Dann sah ich nach den gefangenen Mogollons. Sie lagen an der Erde, zwei und zwei mit den Rücken gegeneinander zusammengebunden. Die waren uns sicher; die konnten nicht entfliehen. Dann erzählte ich Emery, Dunker und dem Unterhäuptling, was ich mit dem Apachen beobachtet und besprochen hatte, und fragte hierauf den letzteren:
„Kennt mein roter Bruder vielleicht eine nahe, an der Schattenquelle liegende Stelle, von welcher aus wir die abziehenden Mogollons beobachten können, ohne von ihnen bemerkt zu werden?“
„Es gibt eine solche“, antwortete er. „Sobald mein Bruder es wünscht, werde ich ihn zu derselben führen.“
„Gut! Wir müssen sehr bald aufbrechen, da der Morgen nahe ist. Fünfzig deiner Krieger mögen uns begleiten, um die zurückbleibenden Feinde zu überfallen. Die anderen fünfzig bleiben zur Bewachung der Gefangenen hier.“
„Und ich?“ fragte Dunker.
„Ihr müßt unbedingt bei Melton bleiben, den ich Euch anvertraut habe.“
„Well! Ich bin also sein Kerkermeister. Da mag er den Gedanken an eine Flucht nur immer fallenlassen!“
„Aber ich darf doch mit?“ erkundigte sich Emery.

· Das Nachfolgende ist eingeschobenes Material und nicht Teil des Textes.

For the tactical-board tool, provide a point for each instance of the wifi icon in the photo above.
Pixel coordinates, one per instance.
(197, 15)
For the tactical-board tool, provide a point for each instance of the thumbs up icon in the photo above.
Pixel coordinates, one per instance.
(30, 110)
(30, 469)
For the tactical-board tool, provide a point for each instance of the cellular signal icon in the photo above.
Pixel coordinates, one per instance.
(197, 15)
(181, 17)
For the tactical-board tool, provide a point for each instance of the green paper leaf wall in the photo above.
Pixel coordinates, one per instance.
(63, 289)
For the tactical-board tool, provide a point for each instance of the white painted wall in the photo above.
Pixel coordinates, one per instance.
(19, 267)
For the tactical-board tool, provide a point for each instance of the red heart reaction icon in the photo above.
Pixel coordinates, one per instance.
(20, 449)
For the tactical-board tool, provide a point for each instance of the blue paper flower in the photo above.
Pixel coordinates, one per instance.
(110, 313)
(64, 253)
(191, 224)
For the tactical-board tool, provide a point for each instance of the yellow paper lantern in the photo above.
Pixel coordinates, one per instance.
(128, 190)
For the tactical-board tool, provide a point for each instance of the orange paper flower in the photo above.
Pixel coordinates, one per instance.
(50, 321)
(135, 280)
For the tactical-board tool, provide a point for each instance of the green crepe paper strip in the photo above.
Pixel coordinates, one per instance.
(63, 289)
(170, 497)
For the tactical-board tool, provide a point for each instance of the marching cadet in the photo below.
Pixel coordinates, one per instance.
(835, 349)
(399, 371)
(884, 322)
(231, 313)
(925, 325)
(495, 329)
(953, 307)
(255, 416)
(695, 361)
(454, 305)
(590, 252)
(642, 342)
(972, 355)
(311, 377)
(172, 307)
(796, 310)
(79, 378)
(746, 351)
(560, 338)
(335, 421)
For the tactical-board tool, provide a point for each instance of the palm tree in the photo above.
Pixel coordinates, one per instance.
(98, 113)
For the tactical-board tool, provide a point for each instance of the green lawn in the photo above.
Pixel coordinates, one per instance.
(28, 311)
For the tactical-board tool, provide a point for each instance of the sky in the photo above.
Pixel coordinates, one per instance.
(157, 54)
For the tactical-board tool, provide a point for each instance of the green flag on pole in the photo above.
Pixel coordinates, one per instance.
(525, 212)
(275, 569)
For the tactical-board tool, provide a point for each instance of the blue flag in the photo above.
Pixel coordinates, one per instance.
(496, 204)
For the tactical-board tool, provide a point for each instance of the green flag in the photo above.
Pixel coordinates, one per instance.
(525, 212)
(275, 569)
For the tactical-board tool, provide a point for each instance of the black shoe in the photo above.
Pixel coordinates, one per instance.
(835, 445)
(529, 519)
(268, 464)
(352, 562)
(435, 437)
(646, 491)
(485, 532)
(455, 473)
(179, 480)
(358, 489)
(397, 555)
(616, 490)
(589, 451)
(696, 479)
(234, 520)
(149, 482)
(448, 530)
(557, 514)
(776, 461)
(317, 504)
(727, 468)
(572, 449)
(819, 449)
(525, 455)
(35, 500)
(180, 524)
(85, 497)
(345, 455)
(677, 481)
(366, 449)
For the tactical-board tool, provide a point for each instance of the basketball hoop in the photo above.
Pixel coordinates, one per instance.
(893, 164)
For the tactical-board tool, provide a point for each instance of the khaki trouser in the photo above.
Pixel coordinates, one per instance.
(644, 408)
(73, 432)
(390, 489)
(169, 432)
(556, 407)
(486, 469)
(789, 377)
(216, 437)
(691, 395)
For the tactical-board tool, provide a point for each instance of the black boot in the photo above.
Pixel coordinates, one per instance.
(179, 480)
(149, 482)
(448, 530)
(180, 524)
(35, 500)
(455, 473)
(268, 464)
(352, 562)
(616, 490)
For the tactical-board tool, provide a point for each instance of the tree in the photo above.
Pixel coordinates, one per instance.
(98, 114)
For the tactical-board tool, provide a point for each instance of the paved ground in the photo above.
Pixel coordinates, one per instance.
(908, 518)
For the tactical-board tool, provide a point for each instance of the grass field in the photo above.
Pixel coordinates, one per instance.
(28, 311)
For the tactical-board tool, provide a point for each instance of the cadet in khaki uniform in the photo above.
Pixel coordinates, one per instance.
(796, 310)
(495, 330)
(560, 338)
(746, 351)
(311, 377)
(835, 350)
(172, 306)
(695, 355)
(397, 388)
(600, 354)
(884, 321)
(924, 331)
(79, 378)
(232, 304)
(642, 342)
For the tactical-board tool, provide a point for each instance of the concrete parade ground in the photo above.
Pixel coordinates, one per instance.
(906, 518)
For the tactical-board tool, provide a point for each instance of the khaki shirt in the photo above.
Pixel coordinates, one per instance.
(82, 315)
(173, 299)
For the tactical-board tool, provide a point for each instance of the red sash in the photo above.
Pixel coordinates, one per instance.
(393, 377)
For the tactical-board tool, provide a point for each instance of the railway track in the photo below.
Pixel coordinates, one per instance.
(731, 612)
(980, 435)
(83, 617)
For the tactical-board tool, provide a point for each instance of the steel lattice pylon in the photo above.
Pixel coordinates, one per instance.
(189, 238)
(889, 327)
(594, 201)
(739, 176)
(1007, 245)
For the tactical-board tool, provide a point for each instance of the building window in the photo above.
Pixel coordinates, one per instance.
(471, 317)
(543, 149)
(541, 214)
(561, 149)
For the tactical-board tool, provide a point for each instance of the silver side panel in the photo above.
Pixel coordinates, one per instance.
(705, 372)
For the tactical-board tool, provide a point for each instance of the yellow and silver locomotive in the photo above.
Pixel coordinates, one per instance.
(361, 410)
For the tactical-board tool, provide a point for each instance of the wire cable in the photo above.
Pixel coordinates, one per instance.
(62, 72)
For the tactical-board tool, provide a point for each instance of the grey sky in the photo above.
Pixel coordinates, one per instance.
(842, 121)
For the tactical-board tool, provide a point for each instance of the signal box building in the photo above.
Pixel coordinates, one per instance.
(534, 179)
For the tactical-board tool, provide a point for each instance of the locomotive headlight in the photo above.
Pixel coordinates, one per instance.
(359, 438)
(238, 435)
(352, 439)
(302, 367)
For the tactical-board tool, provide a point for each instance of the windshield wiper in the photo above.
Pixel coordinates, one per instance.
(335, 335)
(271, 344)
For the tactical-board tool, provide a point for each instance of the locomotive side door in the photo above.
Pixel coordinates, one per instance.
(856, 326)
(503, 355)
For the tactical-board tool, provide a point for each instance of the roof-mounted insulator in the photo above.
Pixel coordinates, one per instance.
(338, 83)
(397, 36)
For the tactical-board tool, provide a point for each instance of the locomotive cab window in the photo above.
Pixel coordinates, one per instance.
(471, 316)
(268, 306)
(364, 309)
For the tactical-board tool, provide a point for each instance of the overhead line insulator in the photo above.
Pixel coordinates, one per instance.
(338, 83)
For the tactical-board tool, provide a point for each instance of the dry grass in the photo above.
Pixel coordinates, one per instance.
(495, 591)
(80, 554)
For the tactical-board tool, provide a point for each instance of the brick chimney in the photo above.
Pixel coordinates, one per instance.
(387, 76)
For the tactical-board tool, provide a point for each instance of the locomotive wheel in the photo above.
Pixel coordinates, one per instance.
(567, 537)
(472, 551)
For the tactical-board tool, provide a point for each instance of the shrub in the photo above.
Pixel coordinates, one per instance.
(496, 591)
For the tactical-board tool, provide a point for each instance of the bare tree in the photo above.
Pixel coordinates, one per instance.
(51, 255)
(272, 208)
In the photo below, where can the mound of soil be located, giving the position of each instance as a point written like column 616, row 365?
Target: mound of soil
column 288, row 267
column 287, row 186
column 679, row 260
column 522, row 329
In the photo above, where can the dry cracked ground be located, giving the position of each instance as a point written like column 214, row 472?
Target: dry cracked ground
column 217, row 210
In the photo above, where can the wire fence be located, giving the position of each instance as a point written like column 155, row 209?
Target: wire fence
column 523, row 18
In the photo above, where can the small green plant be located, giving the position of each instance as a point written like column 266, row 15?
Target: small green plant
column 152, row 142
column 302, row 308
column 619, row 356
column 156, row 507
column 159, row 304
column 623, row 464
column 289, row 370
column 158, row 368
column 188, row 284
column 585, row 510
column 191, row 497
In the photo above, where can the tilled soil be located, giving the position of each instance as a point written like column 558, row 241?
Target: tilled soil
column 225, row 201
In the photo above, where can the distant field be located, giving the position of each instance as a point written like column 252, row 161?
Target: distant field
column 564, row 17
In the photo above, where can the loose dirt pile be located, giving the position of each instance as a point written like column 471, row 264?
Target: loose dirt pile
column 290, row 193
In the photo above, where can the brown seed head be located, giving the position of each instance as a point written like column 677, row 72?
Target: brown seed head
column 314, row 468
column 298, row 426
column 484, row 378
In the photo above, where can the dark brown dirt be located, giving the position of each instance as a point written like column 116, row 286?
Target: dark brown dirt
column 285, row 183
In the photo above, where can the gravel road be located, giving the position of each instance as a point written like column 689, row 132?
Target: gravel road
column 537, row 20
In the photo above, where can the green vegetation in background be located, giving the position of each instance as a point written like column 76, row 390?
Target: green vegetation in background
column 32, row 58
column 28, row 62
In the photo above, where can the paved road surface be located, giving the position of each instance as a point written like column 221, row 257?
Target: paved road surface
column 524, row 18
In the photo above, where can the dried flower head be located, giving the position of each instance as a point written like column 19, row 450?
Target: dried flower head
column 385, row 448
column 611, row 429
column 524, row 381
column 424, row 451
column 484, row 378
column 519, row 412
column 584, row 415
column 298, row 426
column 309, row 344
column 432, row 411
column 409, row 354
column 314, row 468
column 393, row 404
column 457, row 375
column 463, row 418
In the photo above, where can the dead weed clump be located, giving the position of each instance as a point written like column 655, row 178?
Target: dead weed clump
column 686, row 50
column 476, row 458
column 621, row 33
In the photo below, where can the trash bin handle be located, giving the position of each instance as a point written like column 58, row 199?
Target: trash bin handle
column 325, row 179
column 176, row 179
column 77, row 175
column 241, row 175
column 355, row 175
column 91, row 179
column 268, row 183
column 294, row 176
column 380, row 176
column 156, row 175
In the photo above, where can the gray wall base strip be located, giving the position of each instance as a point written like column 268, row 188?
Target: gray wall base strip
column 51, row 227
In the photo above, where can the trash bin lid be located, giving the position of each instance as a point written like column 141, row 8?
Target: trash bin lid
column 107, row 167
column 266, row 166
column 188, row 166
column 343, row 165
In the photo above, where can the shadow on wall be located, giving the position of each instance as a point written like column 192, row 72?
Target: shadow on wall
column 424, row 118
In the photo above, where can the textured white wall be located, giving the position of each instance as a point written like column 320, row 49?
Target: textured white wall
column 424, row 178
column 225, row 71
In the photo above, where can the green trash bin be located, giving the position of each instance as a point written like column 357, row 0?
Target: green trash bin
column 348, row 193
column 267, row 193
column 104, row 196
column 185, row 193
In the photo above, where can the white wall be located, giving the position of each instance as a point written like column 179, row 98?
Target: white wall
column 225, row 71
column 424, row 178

„Ich möchte dich bitten, auch hier zu bleiben.“
„Warum? Möchte gar zu gern dabeisein.“
„Um zu sehen, wie wir zehn oder zwölf Indianer fangen? Das ist nichts. Bedenke, daß wir außer Melton noch fünfzig Gefangene zu bewachen haben. Die muß ich unter ganz sicherer Obhut wissen. Es ist ein Vertrauensposten für dich, Emery.“
„Gut! Wenn du es mir von dieser Seite klar und fein machst, kann ich es nicht gut grob nehmen. Wann sollen wir nach der Quelle kommen?“
„Ich schicke euch einen Boten.“
Nach kurzer Zeit stiegen fünfzig Nijoras wieder auf. Ihr Unterhäuptling setzte sich mit mir an ihre Spitze und führte uns nicht süd-, sondern westwärts, um die ‚Quelle des Schattens‘ nach dieser Richtung zu umgehen. Später lenkten wir nach Süden, und dann nach Osten ein; der Bogen war geschlagen, und wir hielten vor einer langgestreckten, nicht bedeutenden und schmalen Anhöhe, auf welcher Gebüsch zu stehen schien.
„Wir befinden uns an Ort und Stelle“, sagte der Unterhäuptling.